The award for “Best Picture” often goes to a film that is, clearly, not the best picture. You know it, I know it, everyone knows it. The egregious mistakes are clear when viewed through the prism of time: Dances With Wolves winning over GoodFellas in 1991; Ordinary People winning over Raging Bull in 1981; Oliver! winning in 1969, with 2001: A Space Odyssey not even garnering a best picture nomination; and, perhaps most infamously, How Green Was My Valley winning over Citizen Kane in 1942.

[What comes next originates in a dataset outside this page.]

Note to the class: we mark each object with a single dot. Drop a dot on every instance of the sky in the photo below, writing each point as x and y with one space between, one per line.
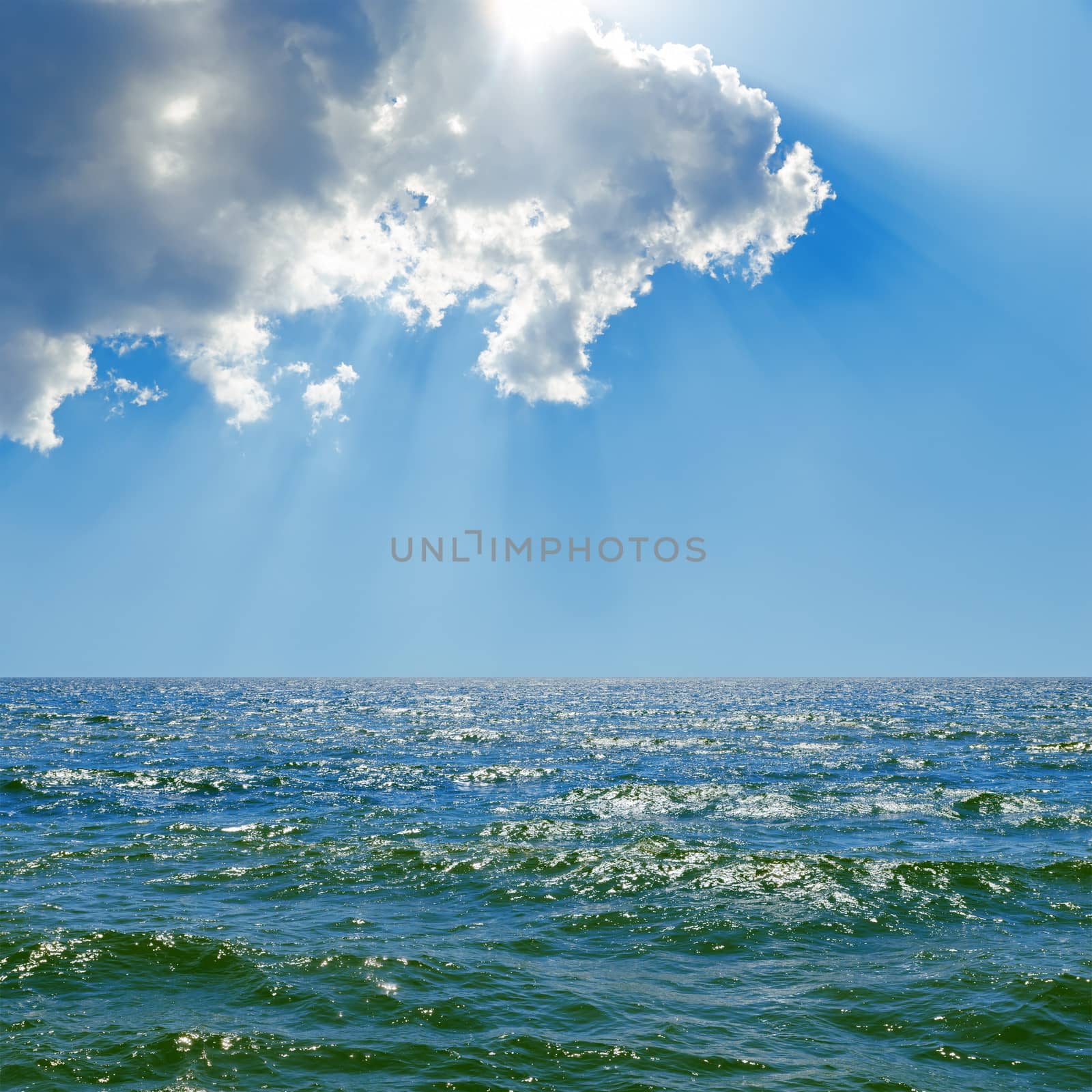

I’ll put it in writing: the best motion picture released last year was WALL-E. Like 2001 — which WALL-E pays significant homage to — it wasn’t even nominated for best picture. But it effectively couldn’t be nominated — and that’s the real crime. Instead, WALL-E was nominated for and awarded the prize for “best animated film”.1
But why does this category even exist? Animated as opposed to what? Photographed? Animation is merely a technique. Cinema is cinema. The Academy’s rules state that films nominated for best animated feature are still eligible to be nominated for best picture, but don’t hold your breath waiting for it to happen. The whole point of this award is to establish a ghetto where “cartoons”, no matter how good, are relegated. Putting WALL-E up against Bolt and Kung Fu Panda rather than letting it compete against Slumdog Millionaire and Benjamin Button is like requiring a 13-year-old chess prodigy to compete only against other children, regardless of whether he could stand his own against adult grandmasters. It’s a dismissive pat on the head.
That WALL-E is for children does not mean it is only for children. It is a precise, painstakingly detailed, evocative work of art that rewards multiple viewings. It is both thoughtful and thought-provoking.
The second half of the film is less ambitious than the first, yes, but, given that the major Oscars ultimately went to Slumdog Millionaire, there’s clearly no institutional bias against tidy endings wherein the loyal, steadfast, determined underdog beats the odds and gets the girl.
Like Snow White and the Seven Dwarfs, overlooked by the Academy in 1938, WALL-E, it says here, will win out in the end: not just remembered but still being watched, loved, and critically acclaimed generations after it was released, and long after the Academy’s choices have been forgotten.